Kelly Calèche, un parfum à redécouvrir

Que les aficionados d’Hermès me pardonnent, si je respecte beaucoup cette maison, je ne la connais pas comme je connais l’histoire des parfums Guerlain. Je ne peux donc pas porter le même regard critique sur leurs créations récentes. C’est comme quelqu’un qui s’initierait à Guerlain avec L’Instant ou Insolence, (quoique l’Instant est assez cohérent avec l’histoire de cette maison) et qui se demanderait quels sont ces fous qui s’énervent (moi la première) sur la tournure dans laquelle s’engage ce légendaire parfumeur. Bref, cependant j’ai bien aimé l’Eau des Merveilles d’Hermès, très subtile, et ma mère apprécie beaucoup cette marque, de Calèche à 24 Faubourg, donc je ne suis pas totalement novice quant aux parfums de la célèbre maison de cuir.

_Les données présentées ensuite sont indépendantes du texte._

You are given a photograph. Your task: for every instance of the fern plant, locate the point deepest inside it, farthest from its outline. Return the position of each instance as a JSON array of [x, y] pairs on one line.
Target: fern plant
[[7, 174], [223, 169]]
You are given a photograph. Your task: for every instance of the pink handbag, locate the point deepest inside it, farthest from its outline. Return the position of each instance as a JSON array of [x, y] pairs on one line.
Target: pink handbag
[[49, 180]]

Toujours est-il que lorsque j’ai senti Kelly Calèche pour la première fois, il m’a laissé un souvenir agréable, mais pas impérissable. Je n’avais pas d’attentes particulières quant à cette nouveauté, donc l’absence au prime abord de notes cuirées et la prépondérance des fleurs ne m’a pas choquée. Je cherchais un cadeau pour une amie et respirais donc divers parfums à cet effet, mais ayant un peu délaissé ma passion pour le sujet à l’époque, je ne me suis pas attardée dessus. Le flacon rose ne m’annonçait rien de bon, car je n’aime pas trop les parfums “jeunes filles en fleurs”, et je fus juste surprise de ne pas le trouver mièvre malgré son caractère très floral. Et les notes de cuir sont passées totalement inaperçues, puisque je ne cherchais pas du tout à l’analyser.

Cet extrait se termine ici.